A US Federal appeals court has set the week of October 2nd for opening arguments in the trial pitting music songswap company Napster against some of the giants of the recording industry.
The Ninth Circuit Court of Appeals set the October date without comment and did not say which justices would sit on the three-member panel hearing the case, a landmark battle over copyright protection in cyberspace that could eventually touch books, movies and television.
The same court last month granted Napster a last-minute reprieve by staying a judge's order that would have shut down the service, which boasts more than 20 million users.
The lawsuit lodged against Napster by the Recording Industry Association of America (RIAA) contends that the service - which lets fans swap songs for free by trading MP3 files, a compression format that turns music on compact discs into small computer files - is just a high-technology short-cut to music piracy.
In the suit, Napster faces a collection of the most powerful recording companies in the US, including Seagram's Universal Music, Bertelsmann's BMG, Sony's Sony Music, and Time Warner's Warner Music Group and EMI.

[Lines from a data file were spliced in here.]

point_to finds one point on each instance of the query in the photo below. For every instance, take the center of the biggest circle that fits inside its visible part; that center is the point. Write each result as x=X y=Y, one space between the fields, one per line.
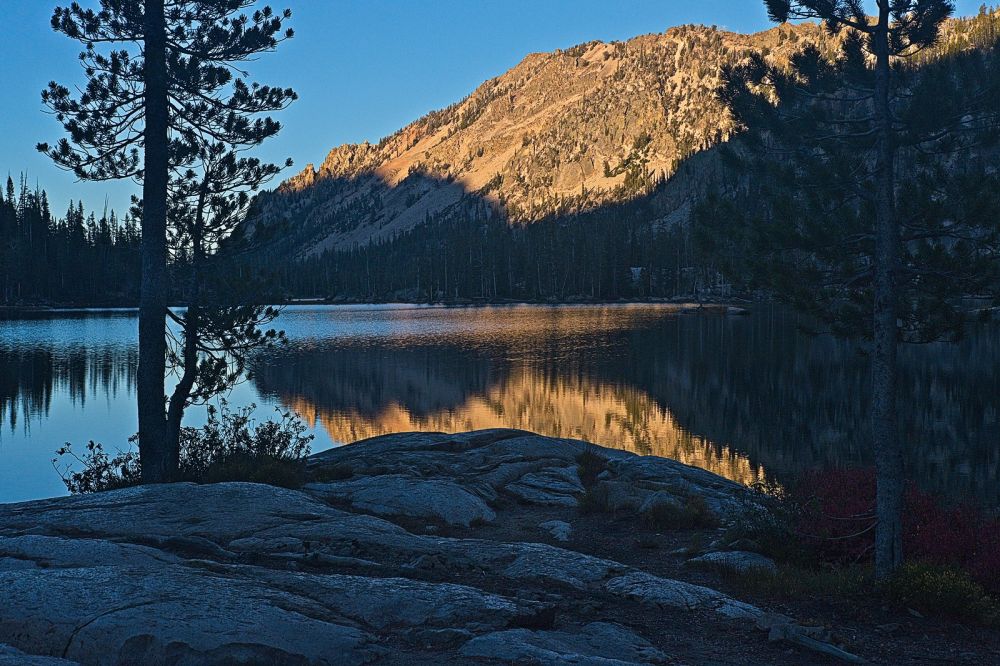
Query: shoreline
x=429 y=548
x=731 y=306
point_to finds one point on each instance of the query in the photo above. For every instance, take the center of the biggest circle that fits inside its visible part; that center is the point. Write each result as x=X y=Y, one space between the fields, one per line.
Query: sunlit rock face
x=565 y=131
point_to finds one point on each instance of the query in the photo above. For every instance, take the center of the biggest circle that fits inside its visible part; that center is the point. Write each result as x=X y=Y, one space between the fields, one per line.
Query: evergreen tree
x=831 y=229
x=160 y=81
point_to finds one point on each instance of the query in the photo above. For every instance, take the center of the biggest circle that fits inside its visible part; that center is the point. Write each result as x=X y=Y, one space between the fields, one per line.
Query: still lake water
x=745 y=397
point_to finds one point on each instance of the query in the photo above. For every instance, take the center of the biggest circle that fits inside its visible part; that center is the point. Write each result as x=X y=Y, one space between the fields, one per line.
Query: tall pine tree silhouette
x=160 y=86
x=838 y=234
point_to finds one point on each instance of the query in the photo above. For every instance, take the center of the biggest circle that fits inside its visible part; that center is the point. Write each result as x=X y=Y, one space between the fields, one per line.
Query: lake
x=747 y=397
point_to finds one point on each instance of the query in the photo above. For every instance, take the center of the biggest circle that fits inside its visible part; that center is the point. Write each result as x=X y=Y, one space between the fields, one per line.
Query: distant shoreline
x=736 y=307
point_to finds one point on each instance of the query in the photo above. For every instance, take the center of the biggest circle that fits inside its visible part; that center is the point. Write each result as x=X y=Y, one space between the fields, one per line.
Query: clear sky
x=362 y=68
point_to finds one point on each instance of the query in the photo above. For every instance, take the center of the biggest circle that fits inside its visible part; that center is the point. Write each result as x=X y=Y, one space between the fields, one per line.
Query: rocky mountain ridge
x=561 y=132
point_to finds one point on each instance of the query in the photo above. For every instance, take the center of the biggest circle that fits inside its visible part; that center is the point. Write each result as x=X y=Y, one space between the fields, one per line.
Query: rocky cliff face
x=560 y=133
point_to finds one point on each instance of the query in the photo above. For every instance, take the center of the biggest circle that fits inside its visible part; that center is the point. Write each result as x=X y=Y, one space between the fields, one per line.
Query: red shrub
x=836 y=520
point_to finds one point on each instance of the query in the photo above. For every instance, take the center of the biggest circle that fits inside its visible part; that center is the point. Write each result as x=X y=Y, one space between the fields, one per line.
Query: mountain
x=561 y=132
x=612 y=143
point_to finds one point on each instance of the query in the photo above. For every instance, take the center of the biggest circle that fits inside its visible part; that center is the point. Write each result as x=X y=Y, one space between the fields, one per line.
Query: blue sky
x=362 y=68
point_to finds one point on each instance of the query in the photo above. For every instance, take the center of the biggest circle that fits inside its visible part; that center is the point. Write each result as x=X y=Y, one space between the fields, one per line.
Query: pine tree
x=827 y=229
x=159 y=81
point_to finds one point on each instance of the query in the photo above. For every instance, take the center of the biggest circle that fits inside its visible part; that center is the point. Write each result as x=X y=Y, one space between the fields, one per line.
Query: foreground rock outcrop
x=356 y=567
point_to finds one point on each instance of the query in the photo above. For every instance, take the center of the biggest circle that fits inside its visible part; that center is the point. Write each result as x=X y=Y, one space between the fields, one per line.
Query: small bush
x=943 y=591
x=589 y=465
x=100 y=470
x=836 y=523
x=231 y=446
x=766 y=523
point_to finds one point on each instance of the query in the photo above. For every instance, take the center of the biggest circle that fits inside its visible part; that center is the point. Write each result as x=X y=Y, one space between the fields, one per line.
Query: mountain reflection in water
x=735 y=395
x=739 y=396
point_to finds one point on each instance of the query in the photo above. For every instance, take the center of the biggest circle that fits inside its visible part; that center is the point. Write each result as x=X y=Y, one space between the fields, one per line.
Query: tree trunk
x=191 y=324
x=885 y=431
x=159 y=461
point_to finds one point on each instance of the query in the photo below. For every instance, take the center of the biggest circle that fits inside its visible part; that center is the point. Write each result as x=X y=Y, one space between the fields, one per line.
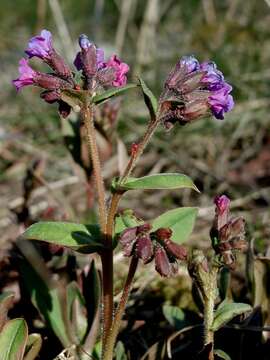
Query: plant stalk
x=88 y=121
x=107 y=255
x=208 y=321
x=108 y=354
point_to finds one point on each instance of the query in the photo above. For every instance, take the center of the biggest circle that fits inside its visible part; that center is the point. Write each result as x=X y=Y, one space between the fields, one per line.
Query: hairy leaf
x=227 y=311
x=157 y=181
x=33 y=347
x=149 y=98
x=13 y=339
x=78 y=237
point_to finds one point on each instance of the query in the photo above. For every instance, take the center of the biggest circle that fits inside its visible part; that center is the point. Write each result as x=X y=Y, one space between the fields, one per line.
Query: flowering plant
x=191 y=91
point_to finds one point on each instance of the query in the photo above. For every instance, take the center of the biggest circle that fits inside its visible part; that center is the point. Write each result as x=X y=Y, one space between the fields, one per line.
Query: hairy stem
x=208 y=321
x=108 y=354
x=107 y=255
x=109 y=335
x=141 y=146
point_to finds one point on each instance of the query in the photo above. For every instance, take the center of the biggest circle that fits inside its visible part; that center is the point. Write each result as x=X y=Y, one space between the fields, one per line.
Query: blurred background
x=230 y=156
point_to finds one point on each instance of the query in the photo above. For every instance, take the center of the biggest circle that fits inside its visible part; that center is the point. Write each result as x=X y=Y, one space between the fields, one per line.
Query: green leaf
x=125 y=220
x=224 y=283
x=175 y=316
x=180 y=220
x=227 y=311
x=78 y=237
x=6 y=301
x=99 y=99
x=48 y=301
x=13 y=339
x=149 y=98
x=76 y=310
x=33 y=347
x=222 y=354
x=157 y=181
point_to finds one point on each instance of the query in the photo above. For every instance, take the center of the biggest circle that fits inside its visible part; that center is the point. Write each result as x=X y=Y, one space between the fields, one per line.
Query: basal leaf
x=33 y=347
x=6 y=301
x=157 y=181
x=227 y=311
x=99 y=99
x=48 y=302
x=149 y=98
x=13 y=339
x=180 y=220
x=79 y=237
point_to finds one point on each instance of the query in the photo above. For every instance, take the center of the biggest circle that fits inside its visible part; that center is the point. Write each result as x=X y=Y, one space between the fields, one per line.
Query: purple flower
x=81 y=56
x=222 y=204
x=40 y=45
x=190 y=62
x=221 y=101
x=121 y=69
x=213 y=79
x=27 y=75
x=227 y=234
x=192 y=90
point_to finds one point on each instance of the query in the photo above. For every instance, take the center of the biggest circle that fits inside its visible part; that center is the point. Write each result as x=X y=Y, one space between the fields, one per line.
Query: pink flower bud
x=176 y=250
x=162 y=263
x=144 y=248
x=222 y=211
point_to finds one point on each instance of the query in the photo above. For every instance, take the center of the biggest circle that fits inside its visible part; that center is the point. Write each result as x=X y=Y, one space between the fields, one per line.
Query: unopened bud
x=162 y=263
x=144 y=248
x=176 y=250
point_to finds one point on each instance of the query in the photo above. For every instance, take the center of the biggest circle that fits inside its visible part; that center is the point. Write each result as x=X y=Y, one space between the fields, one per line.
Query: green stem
x=108 y=354
x=208 y=321
x=107 y=255
x=141 y=146
x=88 y=121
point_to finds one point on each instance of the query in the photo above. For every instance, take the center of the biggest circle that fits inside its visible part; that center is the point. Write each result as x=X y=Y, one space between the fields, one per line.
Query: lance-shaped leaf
x=49 y=300
x=156 y=182
x=13 y=339
x=227 y=311
x=6 y=301
x=125 y=220
x=76 y=311
x=33 y=347
x=99 y=99
x=149 y=98
x=181 y=221
x=78 y=237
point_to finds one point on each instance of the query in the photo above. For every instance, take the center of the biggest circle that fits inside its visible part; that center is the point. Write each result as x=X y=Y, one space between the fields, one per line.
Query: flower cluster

In recent "friends of the court" briefs, however, the Computer & Communications Industry Association, which represents technology giants like AT&T, Oracle and Yahoo, said the courts needed to revise some of the "overprotective" models for intellectual property protection.
Similar briefs filed by several other coalitions expressed concerns that the ruling could limit users' rights to enjoy music and media and could impose copyright policing responsibilities on Internet service providers.

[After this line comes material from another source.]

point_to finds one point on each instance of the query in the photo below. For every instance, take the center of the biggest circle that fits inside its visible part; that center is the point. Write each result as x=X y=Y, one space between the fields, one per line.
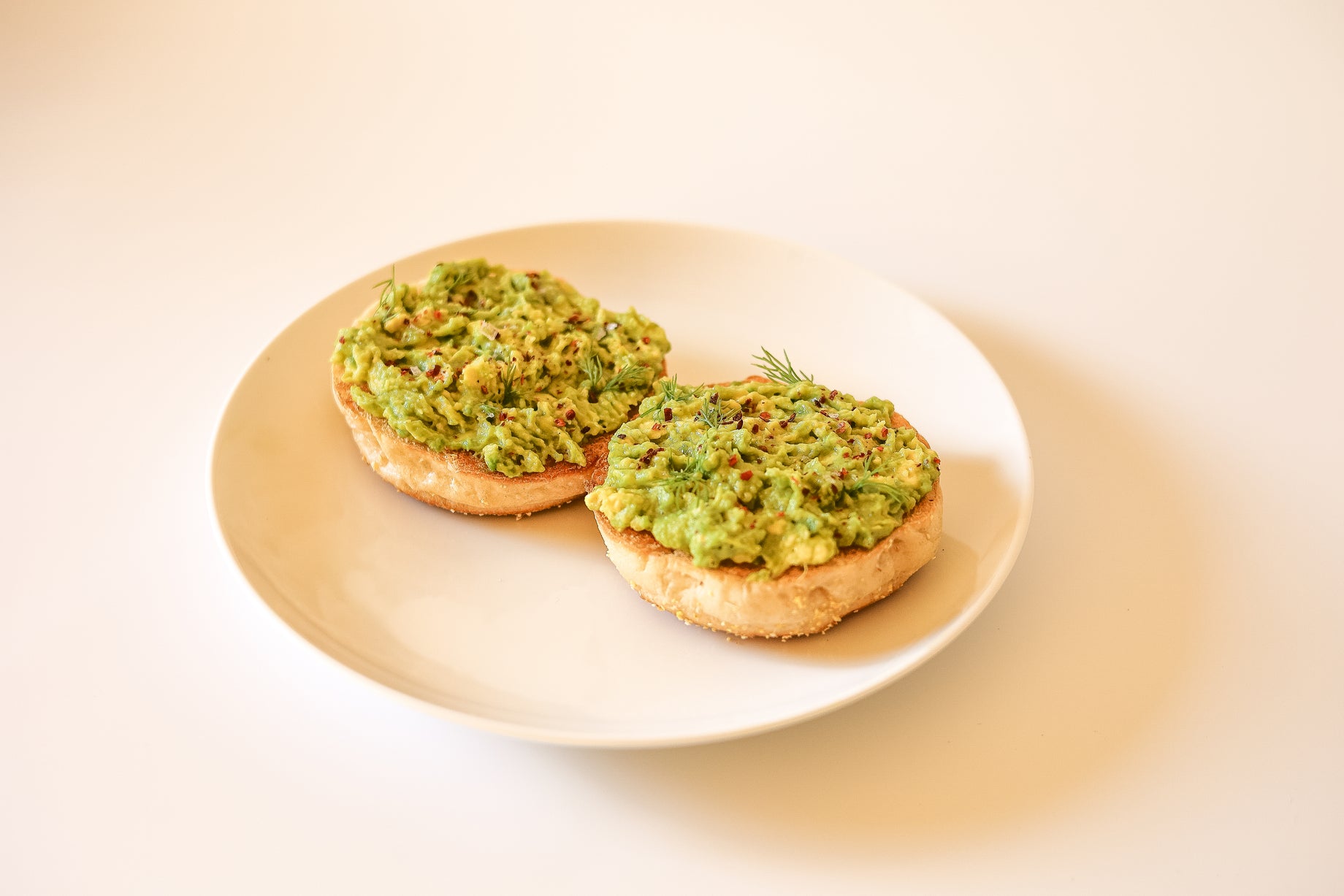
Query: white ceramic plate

Napster on August 18th asked the appeals court permanently to overturn US District Judge Marilyn Hall Patel's July 26th order that Napster prevent users from trading copyrighted songs - an order that would have effectively shut the service down.
Officials at Napster have said they hope to settle the legal battle out of court, saying the two sides should work together to figure out a business model that combined music distribution technology with copyright protection.
The recording industry has been less enthusiastic, however, saying file-sharing programs like Napster represent a clear threat to their operation and profitability.